Giulia non avrebbe permesso a nessun altro di chiamarla così. Di lui le vengono in mente tutte le volte che lo aveva chiamato in aiuto suo e di qualche suo amico, smetteva sempre di fare il suo lavoro per ascoltarla e farsi disponibile. Ecco Perché non le è facile capire che ci facesse assieme a sua madre. Quello era un lato oscuro della sua personalità. Certo che non aiuta aver avuto una famiglia pazzescamente disgregata. Lei, suo nonno non l’aveva mai conosciuto, ma aveva come l’impressione che anche suo padre non ne sapesse un gran che. Nonna invece era ed è un cingolato d’assalto, ma solo per le cose sue, per quello che desidera fare, soprattutto può passare sopra la testa di suo figlio. Spesso papà parla degli anni della sua infanzia passati in campagna dentro ad una “comune” praticamente di sole donne e per giunta schifosamente femministe, donne che si trovavano facilmente in quegli anni. Era stato educato approssimativamente e in modo prevenuto. Poche concessioni all’amore familiare e molte alla libertà e all’autonomia, quando queste ultime non erano priorità.
Giulia pensa che il rapporto di sottomissione che ha con la moglie, ossia sua madre, dipenda o sia conseguenza di quel periodo confuso. Tutti abbiamo bisogno di amore incondizionato, suo papà più di tutti, ma soprattutto aveva bisogno di affetti sicuri e immutabili, di certezze. Giulia ricorda quando lui la metteva a letto e si inventava fantastiche storie solo per lei. Le aveva insegnato il suo credo morale e quello politico, parlando di “principi (poco azzurri)” che venivano spodestati dai contadini, che erano i proletari desiderosi di coltivare le loro terre e di non dover essere schiavi di un “padrone vanesio ed autoritario”. A pensarci bene le viene da ridere per la sua semplice ed evidente dabbenaggine. E’ stato bellissimo crescere con lui.
Quando mio papà si mescola ai miei amici non si riesce a capire chi sia il più giovane. Le sue rughe si stendono ed il sorriso prende vita. Tira fuori i suoi dischi che sono mitici e nella maggior parte introvabili. Si lascia saccheggiare la libreria e sembra godere che anche oggi i giovani siano così… così “attenti e preparati”. Mia madre allora si incazza. Ovviamente per lei così conformista quegli assalti a casa mia sono quelli di orde fameliche. Lei non si piega, lei giudica e detta legge. Certo che contro il nostro “muro”, comprendendo anche l’alleanza di mio fratello Lor, la sua denigrazione non può niente e finisce con il chiudersi sussiegosamente in camera sua o con l’uscire per andare a “trovare i suoi genitori” che, in quanto ad essere prevedibili e noiosi, non sono secondi a nessuno.
Quando mia madre esce, papà si mette ai fornelli e avvia le spaghettate epiche che resteranno nella memoria di una generazione (la mia), stappa il vino rosso che è di per sé “proletario” e alla fine della serata non disdegna qualche passaggio di “spino”. Parla di tutto con modestia e preparazione ed è una fonte inestinguibile di fatti e di aneddoti che ai miei amici piacciono un sacco.
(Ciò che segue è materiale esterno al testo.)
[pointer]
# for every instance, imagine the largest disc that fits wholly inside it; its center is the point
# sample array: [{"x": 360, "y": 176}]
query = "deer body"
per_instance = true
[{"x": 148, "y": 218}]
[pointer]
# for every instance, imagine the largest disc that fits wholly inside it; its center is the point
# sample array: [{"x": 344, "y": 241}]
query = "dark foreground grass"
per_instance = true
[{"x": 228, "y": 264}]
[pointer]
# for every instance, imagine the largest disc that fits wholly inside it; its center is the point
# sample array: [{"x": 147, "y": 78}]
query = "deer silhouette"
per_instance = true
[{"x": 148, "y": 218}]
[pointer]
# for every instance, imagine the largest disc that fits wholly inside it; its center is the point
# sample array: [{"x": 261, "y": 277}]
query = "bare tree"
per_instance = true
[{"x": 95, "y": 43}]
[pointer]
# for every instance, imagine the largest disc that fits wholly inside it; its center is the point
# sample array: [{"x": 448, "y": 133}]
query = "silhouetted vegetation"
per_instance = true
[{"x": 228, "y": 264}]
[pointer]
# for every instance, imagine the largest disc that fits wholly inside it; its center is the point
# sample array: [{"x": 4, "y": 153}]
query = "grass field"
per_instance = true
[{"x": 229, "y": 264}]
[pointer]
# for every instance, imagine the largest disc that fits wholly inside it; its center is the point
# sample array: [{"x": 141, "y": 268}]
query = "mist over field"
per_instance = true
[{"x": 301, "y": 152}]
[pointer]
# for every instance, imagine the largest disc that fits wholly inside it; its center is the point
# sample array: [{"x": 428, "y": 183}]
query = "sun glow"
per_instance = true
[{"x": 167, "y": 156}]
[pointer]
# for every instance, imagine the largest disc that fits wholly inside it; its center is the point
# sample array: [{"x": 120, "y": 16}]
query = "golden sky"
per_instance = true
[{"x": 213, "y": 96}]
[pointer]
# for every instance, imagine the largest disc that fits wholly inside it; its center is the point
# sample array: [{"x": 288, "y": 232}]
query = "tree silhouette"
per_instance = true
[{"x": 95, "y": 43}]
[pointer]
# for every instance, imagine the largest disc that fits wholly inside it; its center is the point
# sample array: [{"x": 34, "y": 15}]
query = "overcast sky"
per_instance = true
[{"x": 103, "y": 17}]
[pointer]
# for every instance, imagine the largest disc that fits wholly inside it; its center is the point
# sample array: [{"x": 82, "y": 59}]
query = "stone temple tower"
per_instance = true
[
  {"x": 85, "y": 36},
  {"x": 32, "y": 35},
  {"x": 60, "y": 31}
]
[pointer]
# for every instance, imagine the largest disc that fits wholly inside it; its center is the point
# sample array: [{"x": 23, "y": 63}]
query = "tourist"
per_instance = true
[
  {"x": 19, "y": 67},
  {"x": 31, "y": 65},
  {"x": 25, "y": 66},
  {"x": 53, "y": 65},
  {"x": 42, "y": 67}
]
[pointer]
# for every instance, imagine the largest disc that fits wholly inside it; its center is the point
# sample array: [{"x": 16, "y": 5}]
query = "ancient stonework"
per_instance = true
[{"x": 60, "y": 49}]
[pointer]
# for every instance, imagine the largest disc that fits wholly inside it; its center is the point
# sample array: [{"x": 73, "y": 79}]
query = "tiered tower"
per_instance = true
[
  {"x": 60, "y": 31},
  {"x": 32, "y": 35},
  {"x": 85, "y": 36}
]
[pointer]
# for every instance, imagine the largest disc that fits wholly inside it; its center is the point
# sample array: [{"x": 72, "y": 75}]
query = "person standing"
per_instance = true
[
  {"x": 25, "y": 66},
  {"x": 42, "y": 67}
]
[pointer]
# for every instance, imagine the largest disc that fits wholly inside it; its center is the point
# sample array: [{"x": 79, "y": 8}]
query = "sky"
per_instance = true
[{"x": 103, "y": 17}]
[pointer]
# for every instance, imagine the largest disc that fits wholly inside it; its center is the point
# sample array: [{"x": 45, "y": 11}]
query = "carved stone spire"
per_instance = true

Ha conosciuto un sacco di personaggi che non ci si immagina. Ha fatto manifestazioni e avventure che sono passate alla storia. Ma non è mai palloso come chi vuole intromettersi in discorsi che non lo riguardano. Questo rende la sua presenza entusiasticamente accettata se non necessaria.
Se non avessi mio papà in quella casa non ci tornerei mai. Ottima è la scusa dell’Università, ma troverei qualche altra scusa, fossi matta a mettermi tra i piedi di mia madre, mi spulcerebbe tra le amicizie, tra i vestiti, tra i miei amori. Cazzo gliene frega a lei. Eppure si sente sempre in diritto di dire la sua e di voler intervenire nella mia vita.
Matteo guarda Giulia e sorride. “C’è nessuno in casa?…” dandole un buffetto in testa. “Non dirai mica che ora sono io il distratto?” “Sai Mat stavo pensando a mio papà, a quanto è bello trovarlo ad attendermi quando torno, ad essere sempre certa della sua presenza e della sua disponibilità. A volte penso che non riuscirò mai a trovare un ragazzo che mi possa dare la stessa tranquillità…” “Difatti non lo devi trovare. Ne hai già uno di padre e non ti basta?” “Sì hai ragione. L’amore filiale e l’amore paterno è diverso dall’amore verso il “principe azzurro, vanesio e comunque prevaricatore”.” Giulia ride di un ricordo lontano e Matteo non può che non capire cosa intendesse la sua ironia.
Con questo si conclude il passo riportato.